The bigger problem is that the yes or no nature of those transactions puts a pretty strict upper limit on the amount of money that it’s possible for that musician to make in a year, even though the demand for their services is high and their diary is always pretty full.

The amount of that upper limit is a bit tricky to establish, but it seems to sit somewhere between about 30 and 40 thousand dollars a year, as far as I can tell, just from doing the sort of freelance gigs that you see on this channel.

That’s maybe just enough to live on if you’re not too fussy, but it’s not really a just reward for those players who worked hard to make themselves so commercially valuable that everyone wants them for every gig. If they were as good at cooking food as they are at playing music, then they could quite literally name their price.

I think there’s a case to be made for freelance players to negotiate their own prices with bandleaders, if they want to.

That would suit me as a bandleader, and potentially as a freelancer sometimes. At the moment it’s totally taboo for a freelancer to say “Look, I’d like to do the gig, but I’d need $x more than you’re offering.” That’s thought of as being greedy or ungrateful. And, it’s also not done for a bandleader, by the way, to contact a freelancer and say “Oh, here’s the gig, what’s your fee?”

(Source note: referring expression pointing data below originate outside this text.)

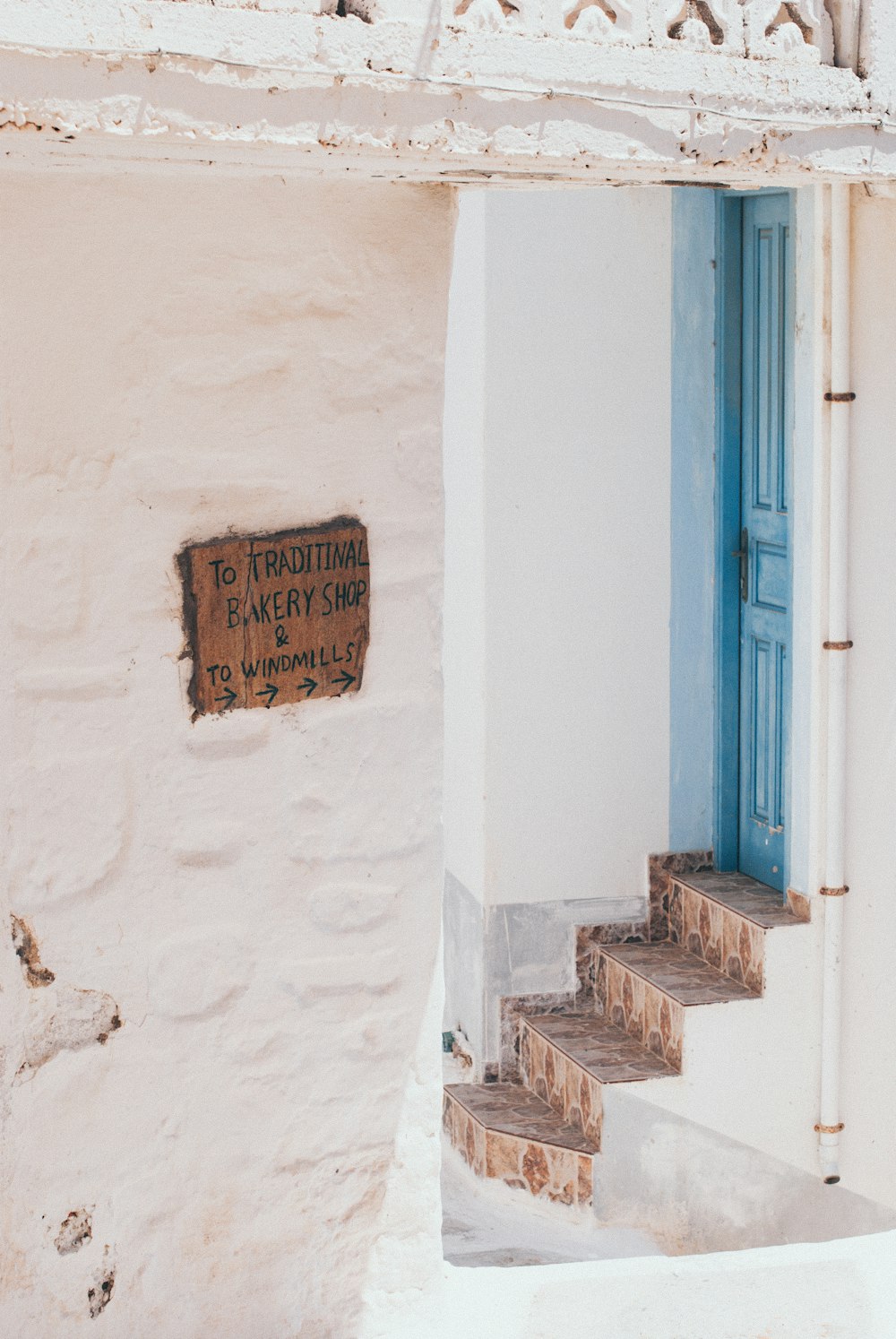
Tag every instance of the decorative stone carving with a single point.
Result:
(704, 24)
(790, 29)
(596, 21)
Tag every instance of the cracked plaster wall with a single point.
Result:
(225, 932)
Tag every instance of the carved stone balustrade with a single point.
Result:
(462, 90)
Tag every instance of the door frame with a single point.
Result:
(728, 314)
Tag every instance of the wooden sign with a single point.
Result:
(280, 618)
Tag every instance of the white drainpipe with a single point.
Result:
(836, 648)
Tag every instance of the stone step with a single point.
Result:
(644, 989)
(508, 1133)
(565, 1058)
(722, 919)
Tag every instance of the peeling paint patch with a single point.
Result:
(26, 946)
(76, 1019)
(100, 1292)
(73, 1231)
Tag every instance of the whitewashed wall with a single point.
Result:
(869, 976)
(576, 545)
(256, 896)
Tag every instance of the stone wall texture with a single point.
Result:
(224, 934)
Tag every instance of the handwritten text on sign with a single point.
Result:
(278, 618)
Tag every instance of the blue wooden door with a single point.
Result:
(765, 537)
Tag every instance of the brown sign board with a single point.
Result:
(279, 618)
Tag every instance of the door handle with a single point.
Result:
(744, 555)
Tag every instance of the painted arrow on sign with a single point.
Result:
(270, 691)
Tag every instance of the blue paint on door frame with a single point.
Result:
(728, 228)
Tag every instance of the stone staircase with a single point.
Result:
(541, 1132)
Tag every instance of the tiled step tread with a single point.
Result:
(512, 1109)
(742, 894)
(604, 1051)
(678, 973)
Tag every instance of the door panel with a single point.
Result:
(765, 492)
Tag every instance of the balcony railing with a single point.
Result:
(798, 30)
(822, 31)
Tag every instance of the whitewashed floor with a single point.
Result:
(485, 1222)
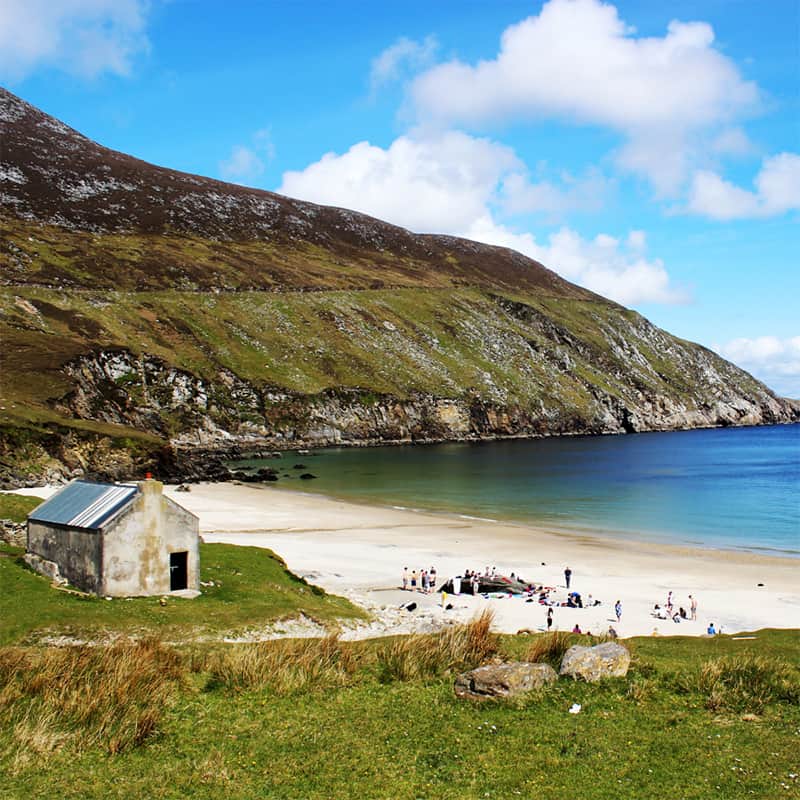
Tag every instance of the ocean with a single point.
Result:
(730, 488)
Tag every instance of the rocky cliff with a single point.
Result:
(150, 318)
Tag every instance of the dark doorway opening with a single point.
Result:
(178, 571)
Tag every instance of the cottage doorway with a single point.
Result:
(178, 571)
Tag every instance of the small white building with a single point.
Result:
(116, 540)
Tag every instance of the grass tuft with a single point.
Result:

I think there are one or two freelancers around who do negotiate to some extent, but it’s pretty rare, and I think it often makes people uncomfortable.

If you’re driving somewhere and you can’t find a park for your car, then that means the parking is too cheap. If you consistently can’t book the right musician for the job because they’re already booked, then it means that the musician is too cheap.

I think if that musician could respond by raising their prices, without bandleaders freaking out about it, then that musician could lower the opportunity cost that they’re taking on for that gig, and perhaps make something like an average wage, when you add together all those decisions.

Then the bandleader is able to book her more often and improve the quality of the sound sufficiently to justify the extra cost, and perhaps other musicians might look at the money she’s making and maybe consider whether it’s worth spending some of their practice time trying to sound a bit more like her.

Sam and Gianni and I played at this really fun wedding at The Prince in St Kilda a couple of weeks ago for Rebecca and Luke, and this is the music you’ve been listening to. While we were there, in a break, I took the opportunity to run the idea past those guys of setting their own prices, and look, fair to say, didn’t go down massively well.

Now if I came to you and I said “I’ve got this gig, what would you charge to do it, instead,” would that be a good thing for you, or a bad thing for you?

No, I’d rather just be told “This is what it’s paying?”

Okay, what about you Sam?

Yeah, exactly, I hate being asked “What do you charge?” I hate being asked that. If it’s too low, you can say no, if it’s too high, good.

Who’s coming with me besides Flipper, here?

I think it’s worth thinking about, and just to put my money where my mouth is, if any of the freelancers I work with would prefer to set their own fee, if you’re watching, then let me know and I’m happy to make that switch. As a freelancer, I’m not really in a position where I need to be setting my own fees just at the moment, but look, if there’s any bandleaders wanted to try it as an experiment, that would be cool too.